Update for July 9, 2014 - Newsletter (Who Owns Your Equities? -5)
No, there has to be another reason for all of this heretofore unprecedented activity on the global equities markets. If we were looking at a hypothetical activity of the Fed in buying up US equities, we would (in all probability) see screams of “backdoor nationalisation” and the like. In such emotionally charged articles, we would NOT see the rationale behind such an action. No, we can look at overseas central banks and their activities in this area and come to the conclusion that it is something which we have been examining for sometime now: pensions. Japan is one of the three major players in the pension market and they have been so for sometime now. When they started doing this, they restricted themselves to overseas bond markets. This made good sense because their pension returns needed to be 8% or higher and Japanese Yen securities were simply not paying their way. They purchased US Treasuries in the main which, at the time, yielded well in excess of this benchmark. Today they are the number two holder of US Treasuries (look at the URL I have provided above) with well over $ 1 trillion. So, if the Japanese are becoming skittish about US Treasuries and are looking at equities overseas, there is definitely a message here (some $ 2.6 trillion of messages actually!).
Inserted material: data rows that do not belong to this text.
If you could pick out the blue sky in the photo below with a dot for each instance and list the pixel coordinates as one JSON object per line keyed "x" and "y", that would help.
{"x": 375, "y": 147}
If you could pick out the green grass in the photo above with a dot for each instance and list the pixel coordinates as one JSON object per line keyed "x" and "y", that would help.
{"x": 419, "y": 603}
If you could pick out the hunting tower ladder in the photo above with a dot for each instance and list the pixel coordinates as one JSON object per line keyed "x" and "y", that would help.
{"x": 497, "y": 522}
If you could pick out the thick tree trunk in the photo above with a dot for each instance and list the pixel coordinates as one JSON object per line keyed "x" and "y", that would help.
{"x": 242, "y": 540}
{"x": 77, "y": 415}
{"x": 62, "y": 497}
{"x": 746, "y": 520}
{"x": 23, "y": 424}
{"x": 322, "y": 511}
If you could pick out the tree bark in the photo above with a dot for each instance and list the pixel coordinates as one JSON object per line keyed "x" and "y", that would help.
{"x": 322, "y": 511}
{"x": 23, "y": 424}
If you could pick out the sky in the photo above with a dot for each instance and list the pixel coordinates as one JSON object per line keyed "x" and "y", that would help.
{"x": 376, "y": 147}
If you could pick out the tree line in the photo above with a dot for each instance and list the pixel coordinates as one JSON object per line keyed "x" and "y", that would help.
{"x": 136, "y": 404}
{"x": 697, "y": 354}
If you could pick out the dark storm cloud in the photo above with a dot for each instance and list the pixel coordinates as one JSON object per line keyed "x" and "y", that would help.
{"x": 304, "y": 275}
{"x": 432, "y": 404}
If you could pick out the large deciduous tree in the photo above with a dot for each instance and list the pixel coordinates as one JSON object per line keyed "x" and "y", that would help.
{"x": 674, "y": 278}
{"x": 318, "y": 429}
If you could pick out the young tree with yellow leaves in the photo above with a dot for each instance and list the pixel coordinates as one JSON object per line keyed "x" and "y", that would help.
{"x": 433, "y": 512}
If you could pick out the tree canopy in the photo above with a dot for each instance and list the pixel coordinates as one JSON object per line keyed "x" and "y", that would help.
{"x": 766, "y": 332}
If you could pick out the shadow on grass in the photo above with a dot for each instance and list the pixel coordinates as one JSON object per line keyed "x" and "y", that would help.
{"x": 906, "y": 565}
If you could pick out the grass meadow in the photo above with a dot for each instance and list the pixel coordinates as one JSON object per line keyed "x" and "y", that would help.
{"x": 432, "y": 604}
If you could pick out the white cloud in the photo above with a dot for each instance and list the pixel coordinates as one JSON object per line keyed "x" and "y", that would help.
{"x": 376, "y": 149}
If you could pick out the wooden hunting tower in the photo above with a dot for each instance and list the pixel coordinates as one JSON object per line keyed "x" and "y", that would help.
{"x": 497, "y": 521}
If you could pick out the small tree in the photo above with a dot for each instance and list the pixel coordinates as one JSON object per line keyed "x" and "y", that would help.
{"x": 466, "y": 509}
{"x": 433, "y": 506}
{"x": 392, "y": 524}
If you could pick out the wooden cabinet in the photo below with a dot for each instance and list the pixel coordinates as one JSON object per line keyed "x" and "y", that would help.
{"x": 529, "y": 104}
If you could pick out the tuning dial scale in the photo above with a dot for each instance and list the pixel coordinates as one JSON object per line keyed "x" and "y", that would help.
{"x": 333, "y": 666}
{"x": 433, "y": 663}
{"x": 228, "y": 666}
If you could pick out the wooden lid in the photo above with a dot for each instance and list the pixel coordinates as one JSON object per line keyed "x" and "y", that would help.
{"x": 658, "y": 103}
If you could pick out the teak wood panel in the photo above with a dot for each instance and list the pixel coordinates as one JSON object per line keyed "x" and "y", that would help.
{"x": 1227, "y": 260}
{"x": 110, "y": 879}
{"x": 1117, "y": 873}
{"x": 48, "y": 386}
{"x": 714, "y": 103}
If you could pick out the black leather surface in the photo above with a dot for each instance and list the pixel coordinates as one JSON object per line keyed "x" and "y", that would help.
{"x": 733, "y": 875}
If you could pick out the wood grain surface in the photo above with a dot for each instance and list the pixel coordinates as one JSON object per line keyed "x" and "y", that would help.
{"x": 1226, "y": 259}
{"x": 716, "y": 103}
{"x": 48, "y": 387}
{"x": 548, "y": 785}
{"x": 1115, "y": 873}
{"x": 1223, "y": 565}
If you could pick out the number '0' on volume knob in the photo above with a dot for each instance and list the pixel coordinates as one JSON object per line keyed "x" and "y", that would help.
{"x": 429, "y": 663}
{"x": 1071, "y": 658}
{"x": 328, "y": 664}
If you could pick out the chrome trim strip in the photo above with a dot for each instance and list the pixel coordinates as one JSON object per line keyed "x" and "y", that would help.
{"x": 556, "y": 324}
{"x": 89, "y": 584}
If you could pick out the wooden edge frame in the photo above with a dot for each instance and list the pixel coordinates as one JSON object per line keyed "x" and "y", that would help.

I have been ranting and raving about the crack up of pension funds generally for sometime now and the math has been obvious. Anybody can see this and likewise see that a few years down the road when the baby-boomers start to retire in droves, the money will not be there. How can it with bond yields at 1-2% when 8% compounded is required? You might say that when interest rates go back up that all will be well, and you would be quite wrong. The main gimmick to make pensions work is the element of COMPOUND interest, and if that is taken away for even a brief period (much less the years and years of near zero returns we have seen recently) then the making of the “Defined Benefit”payouts becomes increasingly difficult.
No, treasuries and highly rated bonds are not going to suffice. Pensions have been attracted, in desperation, to an old nemisis: “junk bonds”, and the primary obligations of countries such as Mexico and Rwanda (!) which have been paying over 6%. Yes, this is not 8% (much less 8% compounded), but at least it is better than 3-4%! So, apart from real estate and the various derivatives which led to the demise of nearly everything back in 2007-08, equities are about the only game in town. What do you want to have your money invested in anyhow? Some sort of sub-prime bonds or mortgages, or a “AAA” rated equity such as Boeing, General Electric, Nestle, Toyota, or something like that? You are caught, and short of some sort of miracle, your fund is going to be destroyed when the serious demands for pension payments start coming in. As a fund manager, you will really be hung out to dry (and probably sued to personal bankruptcy in the US in the fullness of time) if it turns out that you have placed a larger then normal allocation of your funds into some “CCC” rated bond issued by somebody in Dogsbreath, Appalachia just because it was paying 9%. The fact that other pensions did exactly the same thing in a desperate fight for yield will not help you one iota.